The Grill, The Pool, and The Lobster Club, New York
The trio of Mario Carbone, Rich Torrisi, and Jeff Zalaznick — known collectively as The Major Food Group — jumped at the opportunity to take over the hallowed spaces that were for decades home to the seminal Four Seasons restaurant (and its downstairs neighbor, Brasserie), and the resulting restaurants — The Grill, The Pool, and the Lobster Club — have opened incrementally over the past few months. Expensive, showy, retro, and glamorous (not to mention delicious, if early reviews are any indication), these restaurants (each with its own chef and concept), are nothing short of the biggest opening of the decade.
L’Atelier de Joël Robuchon, New York City
From 2012 until November, the chef with more Michelin stars under his belt than anyone else didn’t have a restaurant in New York. That changed when Joël Robuchon opened an outpost of his high-end tasting counter L’Atelier de Joël Robuchon in the Meatpacking District. Two nine-course tasting menus (one vegetarian) come from the open kitchen, and an à la carte menu is served in the 56-seat front room, which is called Le Bar de Joël Robuchon.

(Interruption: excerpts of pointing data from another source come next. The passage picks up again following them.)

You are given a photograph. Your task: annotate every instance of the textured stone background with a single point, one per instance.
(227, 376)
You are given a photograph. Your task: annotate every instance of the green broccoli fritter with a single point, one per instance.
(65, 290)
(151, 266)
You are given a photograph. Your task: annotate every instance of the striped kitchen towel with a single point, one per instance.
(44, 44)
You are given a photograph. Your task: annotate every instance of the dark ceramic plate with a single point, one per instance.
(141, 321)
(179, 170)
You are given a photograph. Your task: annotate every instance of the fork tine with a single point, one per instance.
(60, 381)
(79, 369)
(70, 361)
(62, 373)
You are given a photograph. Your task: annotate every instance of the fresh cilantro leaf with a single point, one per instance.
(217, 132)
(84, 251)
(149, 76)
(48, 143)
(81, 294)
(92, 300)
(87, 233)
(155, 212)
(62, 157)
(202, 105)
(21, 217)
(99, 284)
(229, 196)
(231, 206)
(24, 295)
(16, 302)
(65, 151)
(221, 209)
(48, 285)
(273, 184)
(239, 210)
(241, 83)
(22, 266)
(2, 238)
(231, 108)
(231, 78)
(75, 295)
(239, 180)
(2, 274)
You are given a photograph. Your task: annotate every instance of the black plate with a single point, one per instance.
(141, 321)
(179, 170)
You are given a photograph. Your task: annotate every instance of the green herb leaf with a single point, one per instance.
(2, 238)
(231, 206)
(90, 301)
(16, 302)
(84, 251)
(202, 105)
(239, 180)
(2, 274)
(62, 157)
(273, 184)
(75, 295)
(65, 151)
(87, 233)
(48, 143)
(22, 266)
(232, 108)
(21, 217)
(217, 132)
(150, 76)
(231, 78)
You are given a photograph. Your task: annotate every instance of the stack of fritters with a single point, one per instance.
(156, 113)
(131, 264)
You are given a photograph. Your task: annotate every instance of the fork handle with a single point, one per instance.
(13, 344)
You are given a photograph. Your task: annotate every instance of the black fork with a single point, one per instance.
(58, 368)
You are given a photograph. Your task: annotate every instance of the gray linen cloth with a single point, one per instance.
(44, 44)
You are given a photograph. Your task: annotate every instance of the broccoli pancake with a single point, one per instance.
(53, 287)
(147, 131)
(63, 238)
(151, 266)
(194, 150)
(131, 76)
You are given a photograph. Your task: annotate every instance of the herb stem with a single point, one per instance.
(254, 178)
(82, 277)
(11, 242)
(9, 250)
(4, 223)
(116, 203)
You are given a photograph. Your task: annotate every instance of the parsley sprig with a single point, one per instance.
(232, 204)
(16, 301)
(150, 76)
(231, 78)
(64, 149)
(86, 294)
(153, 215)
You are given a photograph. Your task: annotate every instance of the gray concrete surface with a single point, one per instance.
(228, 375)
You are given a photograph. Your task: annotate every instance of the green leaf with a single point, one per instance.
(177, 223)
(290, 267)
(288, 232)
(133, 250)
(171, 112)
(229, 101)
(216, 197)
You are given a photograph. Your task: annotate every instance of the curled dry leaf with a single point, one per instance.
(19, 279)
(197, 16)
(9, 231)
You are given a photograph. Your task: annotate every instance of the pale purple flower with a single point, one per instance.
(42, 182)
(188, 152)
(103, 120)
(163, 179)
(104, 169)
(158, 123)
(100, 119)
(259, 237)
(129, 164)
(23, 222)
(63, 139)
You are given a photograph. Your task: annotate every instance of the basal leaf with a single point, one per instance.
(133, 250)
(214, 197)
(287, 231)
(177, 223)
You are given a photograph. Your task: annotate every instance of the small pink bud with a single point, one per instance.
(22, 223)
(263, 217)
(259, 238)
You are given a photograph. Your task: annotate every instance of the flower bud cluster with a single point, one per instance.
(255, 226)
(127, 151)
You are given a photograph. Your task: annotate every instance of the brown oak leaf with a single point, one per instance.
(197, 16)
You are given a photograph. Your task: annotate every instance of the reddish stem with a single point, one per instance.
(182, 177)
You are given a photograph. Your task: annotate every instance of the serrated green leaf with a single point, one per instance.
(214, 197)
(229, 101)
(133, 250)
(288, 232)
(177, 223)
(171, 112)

The duo behind 10-year-old Sepia — chef Andrew Zimmerman and owner Emanuel Nony — opened this Randolph Street spot in June, and it’s already the talk of the town. It specializes in international street food and is unlike any other restaurant in the city, bouncing between the cuisine of India, the Middle East, Japan, and Thailand with aplomb. Dining here is a fun — and very tasty — experience.
The Gold Coast of Chicago got a breath of fresh culinary air when the inexhaustible Boka Group — with Boka’s executive chef Lee Wolen and pastry chef Lee Galus at the helm — opened Somerset. The large restaurant has an air of vintage glamor thanks to design firm AvroKo, and the accessible menu has a variety of share plates, salads, fresh pastas, meat dishes, and a killer whole roast chicken.
Theodore Rex, Houston
James Beard Award-winning chef Justin Yu’s sequel to his now-shuttered Oxheart is relaxed, unpretentious, and inviting, with a simple tagline: “A modern bistro using ingredients from our area.” The hotly-anticipated Theodore Rex opened in October, and by all accounts it’s lived up to all expectations. Pavé of farm potatoes roasted in chicken droppings, Guinea hen with preserved green garlic broth and onion salad, and roasted Texas wagyu with fermented radish and “beefy bits” are going to keep reservations very hard to get for quite a while.
Verlaine, Los Angeles
Diego Hernandez is a star of the modern Mexican cooking movement, and his Baja restaurant Corazon de Tierra is on the World’s 50 Best list. Verlaine, his first U.S. outing, opened in March, and the dining room is almost entirely outdoors; like at Corazon, the majority of the ingredients are sourced locally. It got off to a rough start, but word is that it’s improved dramatically, and it’s proving to be the most exciting and creative Mexican restaurant to open in Los Angeles all year, which is definitely saying something.
Vespertine, Los Angeles
Chef Jordan Kahn’s “dinner experience in three acts” is quite possibly America’s most talked-about new restaurant, and with good reason. Vespertine defies all definition, but there are a few facts: A meal there lasts around four and a half hours, it’s tasting menu-only, and it can easily top $300 per person. Most critics agree that a meal there is confusing, pretentious, inscrutable, and borderline metaphysical, but still intriguing and worthy of the price of admission. Perhaps Los Angeles Times critic Jonathan Gold put it best: “You are not sure exactly what you are eating. You are not meant to know. You have traveled from darkness into light, and that is enough.”